The Alberta Union of Provincial Employees held an information rally in Calgary yesterday in support of nursing care workers there.
The rally was held at Dr. Vernon Fanning Centre in northeast Calgary. The centre is operated by Carewest and provides programs and services for over 280 long-term care residents and rehabilitation clients.
It’s also the site of a recent unionization push by over 120 nursing care workers employed there.
Carewest is the largest public care provider in Calgary and one of the largest in the country.
AUPE has been trying to negotiate a new contract with Carewest on behalf of workers employed with the company. AUPE workers at Carewest have been without a contract since their last one expired in June 2020, over 2 years ago.
However, those negotiations haven’t gone very well.
For example, the company initially proposed wage freezes in the first two years of the new contract, followed by a 1% increase this year (despite inflation hovering around 7%), and 1.25% next summer.
And that follows negotiated wage freezes in 2017 and 2018, an arbitrator-mandated wage freeze in 2019. In other words, Carewest wants their nursing staff to have no wage increases for 5 years straight.
Now, to be fair, they did propose a 1% one-time lump sum pandemic payment for 2021.
Since that initial proposal, however, Carewest has readjusted their offer by moving the 2021 wage freeze to 2024, the last year of the contract.
The company has also proposed that some workers work overtime without overtime pay, the ability to impose mandatory overtime on workers, the ability to impose mandatory changes to scheduled vacation time, limiting time off for medical appointments, and making it harder for workers to file grievances.

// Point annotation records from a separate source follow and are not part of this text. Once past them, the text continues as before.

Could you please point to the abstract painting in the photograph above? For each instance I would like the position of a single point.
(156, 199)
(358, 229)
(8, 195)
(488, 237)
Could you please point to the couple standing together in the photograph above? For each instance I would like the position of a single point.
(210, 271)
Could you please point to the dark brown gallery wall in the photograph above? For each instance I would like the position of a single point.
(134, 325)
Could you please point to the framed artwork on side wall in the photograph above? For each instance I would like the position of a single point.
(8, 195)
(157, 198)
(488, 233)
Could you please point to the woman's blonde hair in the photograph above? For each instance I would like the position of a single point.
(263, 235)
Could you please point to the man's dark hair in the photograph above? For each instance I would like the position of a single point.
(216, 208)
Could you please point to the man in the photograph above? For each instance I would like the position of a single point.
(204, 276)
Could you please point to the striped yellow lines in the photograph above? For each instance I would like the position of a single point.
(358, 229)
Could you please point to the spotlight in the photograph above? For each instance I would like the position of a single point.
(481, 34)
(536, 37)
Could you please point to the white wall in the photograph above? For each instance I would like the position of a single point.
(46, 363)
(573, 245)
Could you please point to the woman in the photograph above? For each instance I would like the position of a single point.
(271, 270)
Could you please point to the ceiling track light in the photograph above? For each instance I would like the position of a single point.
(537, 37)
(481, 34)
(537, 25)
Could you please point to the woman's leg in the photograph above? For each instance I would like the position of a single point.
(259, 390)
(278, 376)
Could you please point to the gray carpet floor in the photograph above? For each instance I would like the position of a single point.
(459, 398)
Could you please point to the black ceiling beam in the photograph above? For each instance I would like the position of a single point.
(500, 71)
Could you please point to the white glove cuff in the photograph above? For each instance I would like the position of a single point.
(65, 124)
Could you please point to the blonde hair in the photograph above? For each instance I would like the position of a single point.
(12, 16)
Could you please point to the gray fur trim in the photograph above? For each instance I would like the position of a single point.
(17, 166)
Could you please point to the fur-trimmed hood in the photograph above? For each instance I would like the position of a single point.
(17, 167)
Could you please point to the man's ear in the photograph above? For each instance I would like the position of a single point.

According to Bobby-Joe Borodey, vice-president of AUPE, they’re holding the rally because “our members have had enough of being treated with such disrespect by Carewest.”
Borodey went on to refer to Canwest’s desire to “squeeze our members” while Alberta braces “for another surge of demand on health care brought by the next wave of COVID-19 and the beginning of flu season”, as “madness”.
Attendees at the rally reported that there were roughly 50 people participating at any given time during the rally; although, participants came and went throughout the event, meaning there were more than 50 as a total.